For the sake of keeping this post self-contained, I should include a description of how to characterize $\operatorname{Ext}^n$ as $n$-extensions as outlined in this section on Wikipedia.
For two objects $A$ and $B$ in an abelian category, define an $n$-extension of $B$ by $A$, as an exact sequence
$$
0
\to A
\to X_1
\to \dotsb
\to X_n
\to B
\to 0
\,.
$$
Then we want to say two $n$-extensions are equivalent if there are maps $\{f_1, \dotsc,f_n\}$ such that every square in this diagram commutes:
$$
\require{AMScd}
\begin{CD}
0 @>>> A @>>> X_1 @>>> \dotsb @>>> X_n @>>> B @>>> 0\\
@.@V{\mathrm{id}}VV @V{f_1}VV @. @V{f_n}VV @V{\mathrm{id}}VV \\
0 @>>> A @>>> Y_1 @>>> \dotsb @>>> Y_n @>>> B @>>> 0\\
\end{CD}
$$
This relation is clearly reflexive and transitive. Showing that it is symmetric, and can indeed be regarded as an honest equivalence relation takes some work (look for a proof of the short-five lemma to help). Under this relation, there is a set bijection between equivalence classes of $n$-extensions and $\operatorname{Ext}^n(B,A)$.

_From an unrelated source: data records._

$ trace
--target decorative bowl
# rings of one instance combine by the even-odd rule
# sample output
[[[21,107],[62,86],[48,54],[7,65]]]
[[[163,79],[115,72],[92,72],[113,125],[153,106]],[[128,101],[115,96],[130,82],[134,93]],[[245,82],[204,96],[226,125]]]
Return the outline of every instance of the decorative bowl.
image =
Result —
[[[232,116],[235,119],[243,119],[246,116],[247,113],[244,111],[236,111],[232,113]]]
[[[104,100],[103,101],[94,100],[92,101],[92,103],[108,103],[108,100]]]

We can strengthen this result by imposing a group structure on this set of equivalence classes and saying that it and $\operatorname{Ext}^n(B,A)$ are isomorphic as groups. Let $X_n \times_B Y_n$ be the pullback of $X_n$ and $Y_n$ over $B$, and let $X_1 +_A Y_1$ be the pushout of $X_1$ and $Y_1$ over $A$. Define the Baer sum of the two $n$-extensions above as
$$
0
\to A
\to X_1 +_A Y_1
\to X_2 \oplus Y_2
\to \dotsb
\to X_{n-1} \oplus Y_{n-1}
\to X_n \times_B Y_n
\to B
\to 0
\,.
$$
This is another $n$-extension of $B$ by $A$. The Baer sum imposes a group structure on the set of equivalence classes of $n$-extensions, the identity element being the class of split $n$-extensions with a canonical representative
$$
X_i =
\underbrace{A \oplus \dotsb \oplus A}_{\binom n i \text{ copies}}
\oplus
\underbrace{B \oplus \dotsb \oplus B}_{\binom n {n-i+1} \text{ copies}}
\;,
$$
making it isomorphic to the group $\operatorname{Ext}^n(B,A)$.